通信教育と塾は「どちらが優れているか」ではなく、「どちらが子どもに合うか」で選ぶものです。
タイプ別に先に答えを示します。
通信教育が向いている家庭
費用を抑えたい、部活や習い事と両立させたい、子どもがある程度は自分で机に向かえる——こうした家庭は通信教育が向いています。
月額数千円から始められ、移動時間もかからず、苦手な単元に絞って学べるのが強みです。
塾が向いている家庭
一人だと勉強が続かない、その場で質問して解決したい、受験情報や仲間との競争環境がほしい——こうした場合は塾が向いています。
決まった時間に通う強制力と、対面での手厚いフォローが塾の価値です。
通信教育と塾の違い【比較表】


まずは両者の違いを一覧で押さえましょう。
費用や学習形式だけでなく、「強制力」「質問対応」といったサポート面の差が選ぶうえで重要になります。
| 比較項目 | 通信教育 | 塾 |
|---|---|---|
| 費用の目安(月あたり) | 数千円〜 | 1〜3万円程度 |
| 学習形式 | 自宅(タブレット・紙) | 通塾(集団・個別) |
| 強制力・習慣づけ | 自分で管理(弱め) | 通う強制力あり(強め) |
| 質問・つまずき対応 | AI・添削・オンライン | その場で講師に質問 |
| 学習ペース | 自分のペースで調整可 | クラス・カリキュラム基準 |
| 受験・進路情報 | 教材・進路サポート | 地域情報・面談が手厚い |
| 向いている子 | 自分で進められる子・両立したい子 | 強制力が必要な子・対面重視の子 |
費用を比較|通信教育は塾の数分の一


家庭にとって最も気になるのが費用です。
ここは通信教育に明確な優位があります。
通信教育は月額数千円から始められます。
たとえば進研ゼミの場合、小学講座はチャレンジタッチ(12か月一括)で月あたり約3,300円〜、中学講座は中1・中2で月あたり7,140円〜(税込・12か月一括)です。
入会金は0円です。
一方、塾は月謝のほかに講習費や教材費がかかります。
文部科学省「令和5年度子供の学習費調査」によると、公立中学校の学校外活動費は年間約35.6万円で、その中心が学習塾費などの補助学習費です(3年間で約100万円規模。私立中学校はさらに高く年間約42.3万円)。
同じ3年間でも、通信教育なら塾のおよそ数分の一に費用を抑えられる計算です。
| 費用の項目 | 通信教育 | 塾 |
|---|---|---|
| 月あたりの費用 | 小学 約3,300円〜/中1・中2 7,140円〜(進研ゼミ・12か月一括・税込) | 月謝に加え、講習費・教材費が別途かかる |
| 入会金 | 0円(進研ゼミ) | 別途かかる場合が多い |
| 年間費用の目安 | 年 数万円台(月額ベース) | 公立中 約35.6万円/私立中 約42.3万円(文科省 令和5年度) |
| 中学3年間の総額 | 塾のおよそ数分の一 | 約100万円規模(公立) |
| 受験学年の追加費用 | 受講費の中でカバー | 講習費・志望校対策で跳ね上がりやすい |
なお、費用は学年が上がるほど両者とも高くなりますが、その差はむしろ開いていきます。
塾は受験学年になると講習費や志望校対策で費用が跳ね上がりやすい一方、通信教育は受験対策まで含めて受講費の中でカバーされるためです。
中学3年間で数十万円規模の差になることも珍しくありません。
浮いた費用を、志望校の過去問や模試の受験料、苦手教科の補強に回せるのも通信教育の使い方のひとつです。

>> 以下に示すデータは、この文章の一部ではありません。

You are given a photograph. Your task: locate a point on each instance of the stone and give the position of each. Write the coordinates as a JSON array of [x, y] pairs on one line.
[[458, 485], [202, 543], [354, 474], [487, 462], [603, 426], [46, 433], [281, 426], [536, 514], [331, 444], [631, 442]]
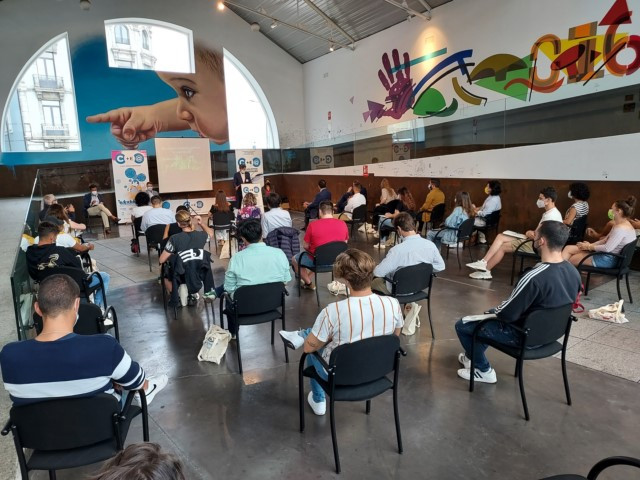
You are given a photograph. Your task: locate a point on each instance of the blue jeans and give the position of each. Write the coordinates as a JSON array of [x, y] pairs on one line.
[[98, 294], [493, 330], [318, 393]]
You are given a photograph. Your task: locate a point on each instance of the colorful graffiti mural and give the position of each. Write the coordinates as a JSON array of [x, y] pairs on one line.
[[582, 56]]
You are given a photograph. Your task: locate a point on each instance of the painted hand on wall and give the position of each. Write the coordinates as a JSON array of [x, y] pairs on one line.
[[397, 81]]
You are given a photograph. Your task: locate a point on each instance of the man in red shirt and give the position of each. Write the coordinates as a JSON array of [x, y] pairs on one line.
[[324, 230]]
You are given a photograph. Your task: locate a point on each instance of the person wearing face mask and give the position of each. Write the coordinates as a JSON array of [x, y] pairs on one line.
[[552, 283], [491, 204], [579, 192], [94, 206], [508, 244], [434, 197], [61, 364], [620, 235]]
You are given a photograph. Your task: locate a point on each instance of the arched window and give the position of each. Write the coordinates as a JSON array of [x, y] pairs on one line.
[[251, 120], [145, 40], [122, 35], [40, 114]]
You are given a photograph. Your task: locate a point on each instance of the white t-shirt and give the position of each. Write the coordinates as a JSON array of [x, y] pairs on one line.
[[552, 215], [356, 318]]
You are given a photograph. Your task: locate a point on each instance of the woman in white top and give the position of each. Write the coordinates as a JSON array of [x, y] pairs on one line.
[[579, 192], [621, 234]]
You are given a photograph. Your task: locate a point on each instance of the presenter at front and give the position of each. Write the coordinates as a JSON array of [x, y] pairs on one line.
[[239, 178]]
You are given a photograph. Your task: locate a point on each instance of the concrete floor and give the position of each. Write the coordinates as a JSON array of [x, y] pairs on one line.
[[223, 425]]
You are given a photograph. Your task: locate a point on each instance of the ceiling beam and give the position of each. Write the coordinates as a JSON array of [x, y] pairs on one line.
[[294, 27], [317, 9], [410, 11]]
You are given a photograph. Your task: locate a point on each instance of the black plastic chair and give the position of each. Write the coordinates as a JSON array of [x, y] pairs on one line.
[[578, 230], [463, 235], [82, 278], [72, 432], [137, 233], [154, 236], [624, 262], [412, 284], [598, 468], [540, 333], [356, 372], [252, 305], [491, 223], [325, 256], [221, 222], [522, 255], [358, 217], [90, 321]]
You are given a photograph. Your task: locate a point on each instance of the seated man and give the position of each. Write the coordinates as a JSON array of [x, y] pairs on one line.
[[311, 208], [508, 244], [363, 315], [276, 217], [157, 215], [413, 250], [326, 229], [60, 364], [255, 265], [94, 206], [342, 203], [552, 283], [357, 199], [46, 254]]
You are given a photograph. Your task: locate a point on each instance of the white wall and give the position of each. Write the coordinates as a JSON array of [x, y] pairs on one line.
[[25, 25], [600, 159], [487, 26]]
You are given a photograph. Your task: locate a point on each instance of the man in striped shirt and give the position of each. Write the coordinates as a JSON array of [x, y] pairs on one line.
[[552, 283], [58, 363], [362, 315]]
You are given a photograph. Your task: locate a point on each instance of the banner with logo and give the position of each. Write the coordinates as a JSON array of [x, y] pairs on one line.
[[253, 160], [130, 176], [321, 158]]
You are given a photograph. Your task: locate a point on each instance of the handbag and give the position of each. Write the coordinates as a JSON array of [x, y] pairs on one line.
[[609, 313], [214, 344], [411, 320]]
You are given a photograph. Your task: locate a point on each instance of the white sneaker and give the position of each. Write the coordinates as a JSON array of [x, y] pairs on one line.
[[183, 293], [291, 339], [486, 275], [464, 360], [479, 265], [483, 377], [155, 385], [319, 408]]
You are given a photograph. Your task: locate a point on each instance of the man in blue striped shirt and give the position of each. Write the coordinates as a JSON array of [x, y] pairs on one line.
[[58, 363]]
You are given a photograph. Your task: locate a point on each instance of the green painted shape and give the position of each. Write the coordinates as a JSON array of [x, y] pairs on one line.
[[518, 90], [429, 102]]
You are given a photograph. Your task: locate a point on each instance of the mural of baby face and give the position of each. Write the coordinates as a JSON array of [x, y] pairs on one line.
[[202, 100]]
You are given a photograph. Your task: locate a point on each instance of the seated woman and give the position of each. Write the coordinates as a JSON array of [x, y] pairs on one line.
[[404, 203], [620, 235], [249, 208], [143, 201], [579, 192], [69, 226], [462, 211], [222, 206], [491, 204], [387, 194]]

【編集部より】費用比較で見落とされがちなのが「続かなかったときの損失」です。高い塾を途中でやめると数十万円がムダになりますが、通信教育は損失が小さく、合わなければ軌道修正しやすい。編集部は“まず低リスクの通信教育で試し、必要なら塾を足す”のが賢い入り方だと考えます。
通信教育のメリット・デメリット


費用面で有利な通信教育ですが、良い面と注意すべき面の両方を理解しておくことが大切です。
通信教育のメリット
- 費用が安い:月数千円から。入会金・送料も無料の教材が多い
- 自分のペースで学べる:得意はさっと、苦手はじっくり戻り学習できる
- 時間と場所を選ばない:移動ゼロ。部活・習い事と両立しやすい
- 学習習慣がつく:毎日短時間の設計で、机に向かう習慣化を後押し
通信教育のデメリット
- 強制力が弱い:自分で計画・継続する必要があり、続かないと勉強量が不足しがち
- その場で質問しにくい:つまずきの解消が塾より遅れやすい(AI質問や添削で補う教材もある)
- 競争環境がない:仲間と競う刺激やライブ感は塾に劣る
塾のメリット・デメリット


塾にも通信教育にはない強みと、費用以外の注意点があります。
塾のメリット
- 強制力がある:決まった時間に通うので学習が習慣になりやすい
- その場で質問できる:わからない所を講師にすぐ聞いて解決できる
- 受験情報・面談が手厚い:地域の入試情報や進路相談を得やすい
- 競争環境がある:仲間やライバルの存在がモチベーションになる
塾のデメリット
- 費用が高い:月1〜3万円と通信教育の数倍かかる
- 通塾の負担:送り迎えや移動時間がかかり、部活との両立が難しい日もある
- ペースが合わないことがある:集団塾では理解済みの単元も一律で進む
通信教育が向いている子・塾が向いている子


ここまでの違いをふまえ、子どものタイプ別に向き・不向きを整理します。
わが子がどちらに近いかを見極める材料にしてください。
通信教育が向いている子
- ある程度は自分で机に向かえる/声かけがあれば続けられる
- 部活や習い事で忙しく、通塾の時間を取りにくい
- 特定の苦手教科だけを重点的に対策したい
- 費用を抑えて家庭学習を続けたい
- 保護者が学習状況の確認や声かけに関われる
塾が向いている子
- 一人だと勉強が続かず、強制力がないと机に向かえない
- わからない所をその場で対面で質問したい
- 仲間と競い合う環境でやる気が出る
- 費用より手厚いサポートを優先したい
小学生・中学生別|選び方のポイント


通信教育と塾のどちらを選ぶかは、学年(発達段階)によっても考え方が変わります。
小学生と中学生に分けてポイントを押さえます。
小学生|学習習慣と基礎固めが最優先
小学生では、まず「毎日机に向かう習慣」と「基礎学力」を身につけることが目標です。
この段階なら、費用を抑えて家庭で習慣づけできる通信教育が有力な選択肢になります。
中学受験を目指す場合や、一人では続かない場合は塾(進学塾)が向きますが、多くの家庭は通信教育で十分にカバーできます。
中学受験を視野に入れる家庭は中学受験におすすめの通信教育の比較を参考にしてください。
中学生|定期テスト・内申点・高校受験を見据える
中学生になると、定期テストの点数がそのまま内申点として高校受験に影響します。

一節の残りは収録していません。